Set in a small Finnish town, The Rabbit Back Literature Society is a book about ghosts real and metaphorical. It’s also a brilliant dissection of the process of writing. A famous author takes nine school children she deems talented enough for her attention and teaches them how to look at the world from a writer’s point of view. Writing becomes their lives and at times their ruthless devotion appears pathological, they cannot conceive of any other career. Outside this small group are hundreds of other Rabbit Back inhabitants who write and form book groups, writing groups and fan clubs for the famous authoress Laura White and the successful writers. The Society is deemed a sure-fire way into the literary world and the rumour is that they’re looking for a tenth member.  Ella, our heroine with the lovely curving lips and defunct ovaries, becomes that tenth member, but just before she has the glory of meeting her idol, Laura White, the famous authoress disappears in a tragic and wonderfully unbelievable accident.
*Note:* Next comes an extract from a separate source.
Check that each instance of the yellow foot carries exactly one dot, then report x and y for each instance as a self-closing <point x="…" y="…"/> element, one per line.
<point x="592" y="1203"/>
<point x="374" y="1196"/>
White is the ghost of the novel; she haunts the lives of the Society members she’s scarred with years of emotional abuse. The whole town is having dreams about her Zombie body coming to call and the books that were once loved by the children of Rabbit Back are getting thrown out, to exorcise the ghost of the writer.  Ella starts to unravel the secret lives of White and the members through their own invention, The Game and you begin to see the misery, the selfishness and the dirt that goes into making these great writers. The Game hollows you out, allows the other player to steal your experiences for the purpose of writing as they “spill” everything, the truth; no embellishments; robbing you of your defences. 

Not only does the book analyse what it means to write and the psychosis behind writing but it also explores the hyper-real of invented worlds and how sometimes they take on a lifeless life of their own. This reminded me a lot of the Moomin stories. Jannson’s beautifully surreal and expressive stories are often overshadowed by the cartoons and merchandise. The woods and gardens in Rabbit Back are full of wooden carvings of sprites and beasts that hide the real sprites and beasts that lurk there.  There was a review on the dust jacket, comparing the book to Twin Peaks. It has the same uncertain horror of where it’s going to go and the mix of everyday “cup of Joe” ordinariness with the supernatural. Jääskeläinen invented the term Reaalifantasia to describe it, an off-shoot of magical realism.